Over a million people in England have already volunteered to help the NHS, charities, and community groups during the pandemic.
There are plenty of roles that will make a real difference during this difficult time, such as safely delivering medicines and food to vulnerable people or collecting for food banks. One important task is making regular phone calls to check that people isolating at home are ok, or taking the time to call people who may be suffering from increased loneliness.
A relaxing way to connect with friends is by watching a film or TV show together – but safely, from your own homes.
Press play at the same time whilst on a separate video call, or go one step further and use a free “watch party” service that allows you to perfectly synchronize your viewing whilst chatting about the film on the same screen.
Don’t forget the popcorn!
If you’re a fan of trivia, why not set up a virtual quiz, or join in with one being hosted online?
You can take it in turns to host, or get everyone to play quizmaster for different rounds. Or, you could all take individual tests – like this National Conversation Week quiz – and compare your results with your friends.
If you prefer games of chance, why not take part in an online just-for-fun bingo night? There are plenty of themed options, including music bingo where you fill your card with your favourite songs and hope they get played!
Now might be the perfect time to dust off that guitar or set of knitting needles that you always wanted to learn how to use, but never quite found the right moment.
Joining online communities of people interested in the same hobby is a great way to connect with like-minded people and chat about your interests, as well as benefitting from their advice and tips.
Beat social distancing boredom by playing your favourite board games online.
You’ll be able to find something for everyone, with online versions of family classics such as Trivial Pursuit, Monopoly, or Boggle, or more modern games including Ticket to Ride and Codenames.
Pairing the game with a video or phone call will help it feel more like a real games night.
Taking some time out for reading is a good way to relax.
Joining an online book club where you can discuss what you’re reading is a great way to get chatting, or you can read books with your children and use it as a starting off point for conversations with them.
If you’re missing the younger members of the family that you don’t live with, why not offer to read them a story over video call?

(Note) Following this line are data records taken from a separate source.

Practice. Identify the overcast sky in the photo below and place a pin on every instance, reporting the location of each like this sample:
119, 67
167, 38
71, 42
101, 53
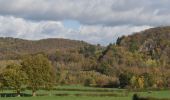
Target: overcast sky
94, 21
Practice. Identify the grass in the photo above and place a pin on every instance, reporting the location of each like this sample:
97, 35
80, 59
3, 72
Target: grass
87, 93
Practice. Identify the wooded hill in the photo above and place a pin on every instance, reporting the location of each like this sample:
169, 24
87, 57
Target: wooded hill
12, 48
137, 61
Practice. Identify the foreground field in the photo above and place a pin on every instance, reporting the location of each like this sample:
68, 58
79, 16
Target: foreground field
85, 93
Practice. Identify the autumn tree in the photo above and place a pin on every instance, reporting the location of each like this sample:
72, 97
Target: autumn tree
39, 71
14, 77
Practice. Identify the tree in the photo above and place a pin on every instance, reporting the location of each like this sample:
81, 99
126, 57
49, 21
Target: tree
39, 71
124, 79
14, 77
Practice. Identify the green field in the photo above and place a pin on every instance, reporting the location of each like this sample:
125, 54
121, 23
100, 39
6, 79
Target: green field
86, 93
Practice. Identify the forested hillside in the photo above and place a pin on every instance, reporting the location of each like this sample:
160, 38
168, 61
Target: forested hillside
12, 48
138, 61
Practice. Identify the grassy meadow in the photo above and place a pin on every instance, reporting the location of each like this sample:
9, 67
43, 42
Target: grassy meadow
84, 93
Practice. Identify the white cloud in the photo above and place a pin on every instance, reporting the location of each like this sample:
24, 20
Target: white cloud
91, 12
21, 28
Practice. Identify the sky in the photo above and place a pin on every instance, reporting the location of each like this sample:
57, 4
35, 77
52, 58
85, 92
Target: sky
93, 21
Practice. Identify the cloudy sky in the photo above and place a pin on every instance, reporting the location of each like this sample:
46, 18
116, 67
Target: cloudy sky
94, 21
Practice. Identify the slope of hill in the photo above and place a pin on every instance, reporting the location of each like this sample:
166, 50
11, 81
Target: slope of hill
13, 47
154, 42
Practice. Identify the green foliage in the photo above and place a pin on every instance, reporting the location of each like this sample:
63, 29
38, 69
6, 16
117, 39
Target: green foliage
39, 71
14, 77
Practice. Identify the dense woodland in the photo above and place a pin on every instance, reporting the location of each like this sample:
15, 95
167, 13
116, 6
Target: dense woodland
138, 61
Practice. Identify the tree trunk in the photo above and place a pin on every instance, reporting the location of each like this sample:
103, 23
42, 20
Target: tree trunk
18, 93
33, 93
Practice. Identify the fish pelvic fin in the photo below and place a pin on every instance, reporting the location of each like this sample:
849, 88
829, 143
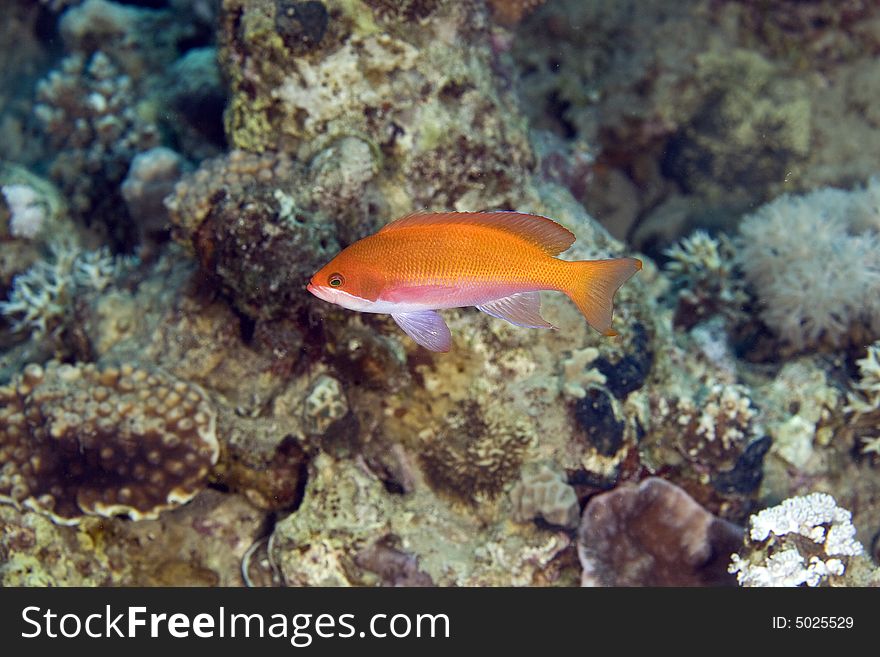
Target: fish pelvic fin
594, 284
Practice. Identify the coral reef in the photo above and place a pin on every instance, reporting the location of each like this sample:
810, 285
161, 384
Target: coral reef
250, 233
316, 445
86, 110
447, 132
543, 493
702, 269
803, 541
44, 298
808, 306
83, 440
863, 402
653, 534
510, 12
151, 177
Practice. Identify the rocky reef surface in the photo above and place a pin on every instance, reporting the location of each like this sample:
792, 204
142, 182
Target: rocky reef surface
176, 408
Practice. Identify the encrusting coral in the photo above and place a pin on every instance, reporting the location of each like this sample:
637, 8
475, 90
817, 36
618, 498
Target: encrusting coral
253, 229
803, 541
653, 534
543, 493
79, 440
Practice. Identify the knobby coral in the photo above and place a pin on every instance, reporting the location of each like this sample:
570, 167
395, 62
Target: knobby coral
78, 440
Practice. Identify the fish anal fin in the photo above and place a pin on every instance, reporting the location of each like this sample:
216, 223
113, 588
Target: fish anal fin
545, 233
426, 328
521, 309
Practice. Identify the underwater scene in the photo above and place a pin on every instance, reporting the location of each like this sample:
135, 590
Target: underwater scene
440, 293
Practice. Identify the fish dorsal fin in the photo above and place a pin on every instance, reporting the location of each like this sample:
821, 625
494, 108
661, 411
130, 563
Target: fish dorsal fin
540, 231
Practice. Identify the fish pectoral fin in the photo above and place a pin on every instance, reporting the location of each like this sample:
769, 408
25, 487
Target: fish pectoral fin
521, 309
427, 328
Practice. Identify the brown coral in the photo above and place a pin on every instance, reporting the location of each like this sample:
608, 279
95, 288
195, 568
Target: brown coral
259, 244
77, 440
477, 456
653, 534
511, 12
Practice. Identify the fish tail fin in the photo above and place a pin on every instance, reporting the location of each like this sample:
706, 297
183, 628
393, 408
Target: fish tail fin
593, 287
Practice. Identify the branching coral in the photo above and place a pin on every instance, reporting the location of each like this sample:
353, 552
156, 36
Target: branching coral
544, 493
814, 263
87, 111
42, 298
702, 267
864, 401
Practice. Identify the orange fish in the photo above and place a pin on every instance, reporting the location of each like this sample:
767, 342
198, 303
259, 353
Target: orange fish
496, 261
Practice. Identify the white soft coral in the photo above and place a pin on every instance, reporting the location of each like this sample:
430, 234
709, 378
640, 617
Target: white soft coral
814, 262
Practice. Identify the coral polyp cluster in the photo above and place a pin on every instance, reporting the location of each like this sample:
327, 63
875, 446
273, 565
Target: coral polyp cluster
81, 440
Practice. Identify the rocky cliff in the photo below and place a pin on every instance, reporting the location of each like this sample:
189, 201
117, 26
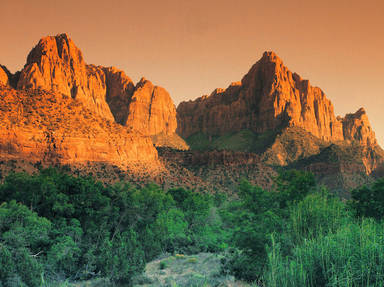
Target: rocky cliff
52, 128
56, 64
270, 97
275, 113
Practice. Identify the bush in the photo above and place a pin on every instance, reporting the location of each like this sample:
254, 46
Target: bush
368, 201
351, 256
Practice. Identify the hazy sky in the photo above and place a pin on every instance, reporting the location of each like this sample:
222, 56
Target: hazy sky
192, 47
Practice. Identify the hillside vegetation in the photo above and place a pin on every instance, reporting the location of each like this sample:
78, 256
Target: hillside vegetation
57, 229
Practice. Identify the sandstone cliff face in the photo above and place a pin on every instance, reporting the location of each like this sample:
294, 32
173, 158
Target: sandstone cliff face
53, 128
151, 110
356, 127
120, 89
3, 76
57, 64
269, 97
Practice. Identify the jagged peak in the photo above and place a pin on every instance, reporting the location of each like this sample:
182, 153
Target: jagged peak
60, 45
270, 56
143, 82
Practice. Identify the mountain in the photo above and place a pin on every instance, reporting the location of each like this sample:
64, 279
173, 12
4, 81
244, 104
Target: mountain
280, 116
56, 64
60, 110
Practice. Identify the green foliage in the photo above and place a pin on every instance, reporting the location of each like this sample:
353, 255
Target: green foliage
23, 236
75, 227
368, 201
55, 226
293, 186
351, 256
244, 140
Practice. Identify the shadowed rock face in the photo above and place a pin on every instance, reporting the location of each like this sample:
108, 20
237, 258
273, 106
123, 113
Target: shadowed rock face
270, 97
63, 110
151, 110
356, 127
56, 64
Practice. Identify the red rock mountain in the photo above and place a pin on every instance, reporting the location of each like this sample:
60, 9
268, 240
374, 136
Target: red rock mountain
59, 109
290, 121
57, 64
270, 97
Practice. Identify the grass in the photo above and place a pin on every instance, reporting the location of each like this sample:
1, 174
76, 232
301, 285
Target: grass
197, 270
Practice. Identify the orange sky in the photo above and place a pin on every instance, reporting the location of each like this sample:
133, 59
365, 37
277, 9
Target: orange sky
191, 47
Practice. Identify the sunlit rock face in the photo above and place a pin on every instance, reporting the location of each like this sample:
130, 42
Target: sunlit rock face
63, 110
56, 64
50, 127
270, 97
3, 77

Parents might be glad of the distraction!
Feeling a bit trapped? Escape rooms have become a popular pastime in recent years – a group challenge where you get “locked in” a room with a series of puzzles to complete so you can escape.
The rooms are closed during the pandemic, but some organisations are offering online escape sessions, where you and your friends can all log in from your homes, and play a video-based version of the game.

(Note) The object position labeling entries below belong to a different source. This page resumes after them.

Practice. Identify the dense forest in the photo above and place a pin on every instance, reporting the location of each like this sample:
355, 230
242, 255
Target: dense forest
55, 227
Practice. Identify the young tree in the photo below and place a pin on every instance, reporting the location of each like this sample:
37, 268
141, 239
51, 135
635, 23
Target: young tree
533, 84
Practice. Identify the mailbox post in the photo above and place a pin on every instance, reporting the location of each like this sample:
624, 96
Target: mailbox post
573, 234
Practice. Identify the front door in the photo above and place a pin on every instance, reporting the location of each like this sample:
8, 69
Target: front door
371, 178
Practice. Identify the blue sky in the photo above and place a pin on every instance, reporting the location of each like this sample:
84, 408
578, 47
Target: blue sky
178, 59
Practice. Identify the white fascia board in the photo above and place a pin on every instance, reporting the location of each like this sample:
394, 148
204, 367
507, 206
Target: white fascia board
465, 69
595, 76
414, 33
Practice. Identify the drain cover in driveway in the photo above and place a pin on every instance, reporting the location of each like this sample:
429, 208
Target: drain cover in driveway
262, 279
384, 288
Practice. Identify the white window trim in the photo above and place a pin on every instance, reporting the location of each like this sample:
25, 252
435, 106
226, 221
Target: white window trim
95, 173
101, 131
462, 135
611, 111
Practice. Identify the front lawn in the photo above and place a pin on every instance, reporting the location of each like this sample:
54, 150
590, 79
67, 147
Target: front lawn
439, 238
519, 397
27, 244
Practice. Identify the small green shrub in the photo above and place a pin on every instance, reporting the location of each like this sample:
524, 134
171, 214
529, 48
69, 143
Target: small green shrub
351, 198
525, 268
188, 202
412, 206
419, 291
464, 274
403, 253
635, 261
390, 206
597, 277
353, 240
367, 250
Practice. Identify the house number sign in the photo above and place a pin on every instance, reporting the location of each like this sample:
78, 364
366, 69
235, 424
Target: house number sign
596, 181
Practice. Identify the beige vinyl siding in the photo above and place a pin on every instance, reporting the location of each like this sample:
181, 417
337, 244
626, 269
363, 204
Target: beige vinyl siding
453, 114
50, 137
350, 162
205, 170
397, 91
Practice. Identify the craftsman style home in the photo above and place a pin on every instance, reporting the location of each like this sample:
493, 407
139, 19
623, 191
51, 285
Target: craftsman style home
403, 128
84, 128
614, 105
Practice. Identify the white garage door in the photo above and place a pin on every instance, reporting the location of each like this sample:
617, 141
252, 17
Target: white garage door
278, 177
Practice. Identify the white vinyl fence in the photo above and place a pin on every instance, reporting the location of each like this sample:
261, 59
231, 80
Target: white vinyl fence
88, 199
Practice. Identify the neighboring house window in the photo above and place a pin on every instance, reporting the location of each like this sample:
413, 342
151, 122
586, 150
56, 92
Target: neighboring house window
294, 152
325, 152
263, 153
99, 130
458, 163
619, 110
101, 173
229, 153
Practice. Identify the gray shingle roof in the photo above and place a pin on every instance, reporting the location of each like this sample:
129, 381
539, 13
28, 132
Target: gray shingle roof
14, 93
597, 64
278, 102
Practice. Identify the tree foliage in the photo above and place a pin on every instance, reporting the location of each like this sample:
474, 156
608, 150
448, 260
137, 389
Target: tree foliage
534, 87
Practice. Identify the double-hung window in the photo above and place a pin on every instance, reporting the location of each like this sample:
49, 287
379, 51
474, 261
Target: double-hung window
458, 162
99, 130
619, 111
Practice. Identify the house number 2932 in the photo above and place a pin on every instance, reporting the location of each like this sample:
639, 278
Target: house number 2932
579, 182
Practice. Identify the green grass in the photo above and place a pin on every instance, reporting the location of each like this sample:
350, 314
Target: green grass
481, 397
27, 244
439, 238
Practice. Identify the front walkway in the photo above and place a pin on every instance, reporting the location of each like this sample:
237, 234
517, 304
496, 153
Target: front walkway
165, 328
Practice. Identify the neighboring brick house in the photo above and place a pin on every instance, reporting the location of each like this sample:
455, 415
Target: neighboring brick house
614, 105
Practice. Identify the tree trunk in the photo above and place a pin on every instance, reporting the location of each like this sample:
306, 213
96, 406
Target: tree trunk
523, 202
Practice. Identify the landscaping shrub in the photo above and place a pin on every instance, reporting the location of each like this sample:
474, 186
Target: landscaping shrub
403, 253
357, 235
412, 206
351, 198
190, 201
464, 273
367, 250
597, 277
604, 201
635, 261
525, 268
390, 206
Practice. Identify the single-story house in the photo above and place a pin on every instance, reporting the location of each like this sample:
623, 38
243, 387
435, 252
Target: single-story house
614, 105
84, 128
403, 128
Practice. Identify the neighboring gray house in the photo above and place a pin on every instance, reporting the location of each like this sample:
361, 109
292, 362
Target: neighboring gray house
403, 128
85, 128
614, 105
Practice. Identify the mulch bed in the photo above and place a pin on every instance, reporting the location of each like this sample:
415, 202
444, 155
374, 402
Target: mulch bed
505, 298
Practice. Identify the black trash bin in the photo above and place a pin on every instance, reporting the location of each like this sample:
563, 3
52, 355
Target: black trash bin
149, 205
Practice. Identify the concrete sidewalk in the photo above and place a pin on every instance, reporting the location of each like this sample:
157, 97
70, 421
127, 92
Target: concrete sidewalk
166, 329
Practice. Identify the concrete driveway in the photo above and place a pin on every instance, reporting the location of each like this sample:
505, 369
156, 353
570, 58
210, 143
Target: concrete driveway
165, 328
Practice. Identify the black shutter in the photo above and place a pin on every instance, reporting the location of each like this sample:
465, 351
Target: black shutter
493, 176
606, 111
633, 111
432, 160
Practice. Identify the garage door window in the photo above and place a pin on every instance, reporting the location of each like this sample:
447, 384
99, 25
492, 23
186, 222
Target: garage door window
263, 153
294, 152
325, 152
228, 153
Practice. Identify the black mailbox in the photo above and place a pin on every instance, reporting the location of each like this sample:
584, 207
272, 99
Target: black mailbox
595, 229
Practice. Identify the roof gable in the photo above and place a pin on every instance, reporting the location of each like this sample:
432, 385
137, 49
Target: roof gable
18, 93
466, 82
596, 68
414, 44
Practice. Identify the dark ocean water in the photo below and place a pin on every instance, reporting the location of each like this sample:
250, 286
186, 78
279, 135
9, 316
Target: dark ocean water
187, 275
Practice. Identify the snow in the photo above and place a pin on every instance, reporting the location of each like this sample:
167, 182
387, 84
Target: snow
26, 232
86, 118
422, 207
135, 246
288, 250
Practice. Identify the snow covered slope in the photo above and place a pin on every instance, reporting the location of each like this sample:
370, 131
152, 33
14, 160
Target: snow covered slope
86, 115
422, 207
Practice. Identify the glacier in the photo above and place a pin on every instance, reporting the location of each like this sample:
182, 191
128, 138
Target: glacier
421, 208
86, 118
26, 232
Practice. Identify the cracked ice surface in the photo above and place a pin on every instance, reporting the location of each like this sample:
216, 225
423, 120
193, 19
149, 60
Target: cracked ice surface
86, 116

For groups that live together, there are a huge range of DIY kits that contain everything you need to replicate an escape room at home, that come in a box or for you to download and print.
Talking through the puzzles together is the best way to beat the challenge!

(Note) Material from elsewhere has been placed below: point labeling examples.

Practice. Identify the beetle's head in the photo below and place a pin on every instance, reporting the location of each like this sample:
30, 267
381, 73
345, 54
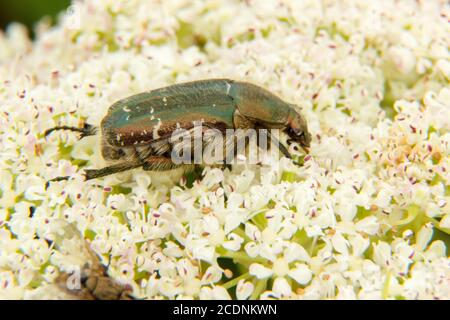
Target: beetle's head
297, 130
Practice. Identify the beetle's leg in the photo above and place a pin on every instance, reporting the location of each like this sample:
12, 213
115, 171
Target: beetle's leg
279, 145
106, 171
87, 130
159, 163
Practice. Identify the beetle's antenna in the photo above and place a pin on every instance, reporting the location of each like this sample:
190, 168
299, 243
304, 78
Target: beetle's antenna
87, 130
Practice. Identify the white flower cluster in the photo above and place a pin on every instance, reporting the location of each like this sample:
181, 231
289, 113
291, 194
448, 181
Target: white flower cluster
367, 215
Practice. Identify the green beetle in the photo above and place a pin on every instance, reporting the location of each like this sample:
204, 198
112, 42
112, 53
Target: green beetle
137, 130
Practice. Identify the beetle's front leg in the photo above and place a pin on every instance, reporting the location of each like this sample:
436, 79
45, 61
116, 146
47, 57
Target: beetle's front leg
87, 130
159, 163
106, 171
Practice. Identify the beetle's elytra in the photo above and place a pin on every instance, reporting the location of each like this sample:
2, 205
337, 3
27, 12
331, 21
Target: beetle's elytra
137, 130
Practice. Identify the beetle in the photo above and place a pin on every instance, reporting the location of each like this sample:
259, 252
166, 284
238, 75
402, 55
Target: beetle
136, 132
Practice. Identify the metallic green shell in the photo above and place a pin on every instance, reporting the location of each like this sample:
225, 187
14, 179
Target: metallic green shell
147, 116
260, 105
144, 117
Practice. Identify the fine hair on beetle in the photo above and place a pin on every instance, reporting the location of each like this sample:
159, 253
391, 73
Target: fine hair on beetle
206, 122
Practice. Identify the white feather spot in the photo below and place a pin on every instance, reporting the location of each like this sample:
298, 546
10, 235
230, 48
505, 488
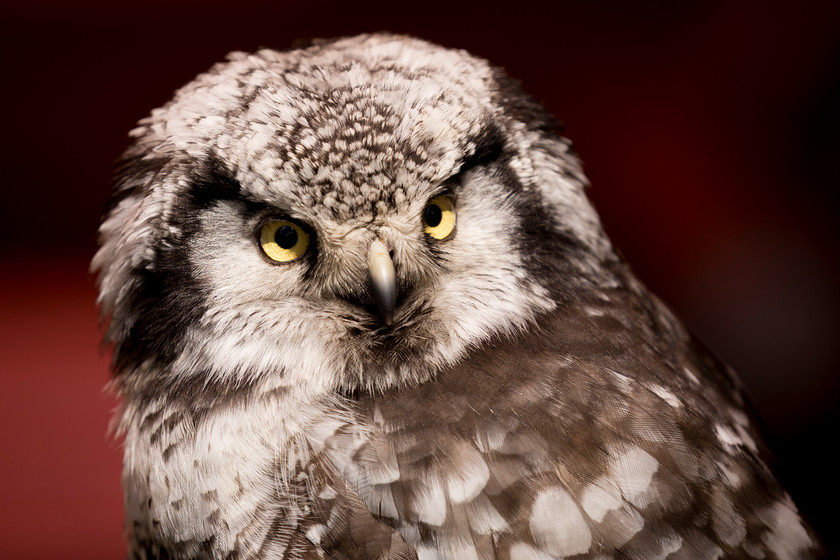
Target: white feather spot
727, 436
599, 498
470, 474
429, 502
328, 493
462, 550
425, 552
557, 525
524, 551
633, 470
315, 533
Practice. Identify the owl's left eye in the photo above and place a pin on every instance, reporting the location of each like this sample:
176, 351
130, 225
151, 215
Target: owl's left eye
283, 240
439, 218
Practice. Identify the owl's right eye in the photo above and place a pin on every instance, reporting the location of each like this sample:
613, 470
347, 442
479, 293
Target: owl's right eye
283, 240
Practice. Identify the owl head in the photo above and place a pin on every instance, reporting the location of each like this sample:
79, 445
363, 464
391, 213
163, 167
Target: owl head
354, 215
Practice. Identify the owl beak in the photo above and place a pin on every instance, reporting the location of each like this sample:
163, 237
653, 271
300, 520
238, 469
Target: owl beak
383, 279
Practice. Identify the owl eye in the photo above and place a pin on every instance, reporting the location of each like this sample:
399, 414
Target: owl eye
283, 241
439, 218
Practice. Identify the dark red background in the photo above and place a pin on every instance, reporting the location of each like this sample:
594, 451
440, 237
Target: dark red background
709, 131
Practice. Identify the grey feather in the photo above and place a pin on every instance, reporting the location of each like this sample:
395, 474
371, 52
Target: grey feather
529, 398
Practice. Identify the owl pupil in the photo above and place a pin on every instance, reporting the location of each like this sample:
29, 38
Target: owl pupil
432, 215
286, 237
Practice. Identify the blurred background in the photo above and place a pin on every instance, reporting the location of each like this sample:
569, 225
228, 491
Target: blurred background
710, 132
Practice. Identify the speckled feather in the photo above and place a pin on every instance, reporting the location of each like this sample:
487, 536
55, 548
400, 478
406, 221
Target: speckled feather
531, 400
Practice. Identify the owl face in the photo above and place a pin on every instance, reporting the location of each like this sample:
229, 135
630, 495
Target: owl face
354, 215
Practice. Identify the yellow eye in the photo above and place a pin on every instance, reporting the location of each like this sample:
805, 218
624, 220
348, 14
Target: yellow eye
283, 241
439, 218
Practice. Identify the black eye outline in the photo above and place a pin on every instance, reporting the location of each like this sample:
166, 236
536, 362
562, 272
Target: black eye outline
440, 218
295, 243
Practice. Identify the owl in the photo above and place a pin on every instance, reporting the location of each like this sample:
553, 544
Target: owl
360, 307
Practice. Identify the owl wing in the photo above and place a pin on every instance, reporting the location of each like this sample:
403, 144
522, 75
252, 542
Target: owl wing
608, 432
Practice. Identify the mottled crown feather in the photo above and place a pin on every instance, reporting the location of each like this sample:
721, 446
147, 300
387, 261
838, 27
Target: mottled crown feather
345, 131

If you and your friends have the same video games consoles, there are plenty of ways that you can play together online – either working together or playing as rivals.
Many games give you the ability to chat at the same time using a headset.
Since the Coronavirus outbreak began in the UK, hundreds of new local groups have been set up on social media or messaging apps such as WhatsApp. Some cover whole areas, and others are specific to one street.
In all cases, the idea is to keep communities connected and talking throughout this difficult time. Joining your local group, or setting one up if it doesn’t already exist, is a great way to quickly and easily keep in touch with neighbours, making it easier for people to offer to help those in need, or check in to make sure everyone is doing okay.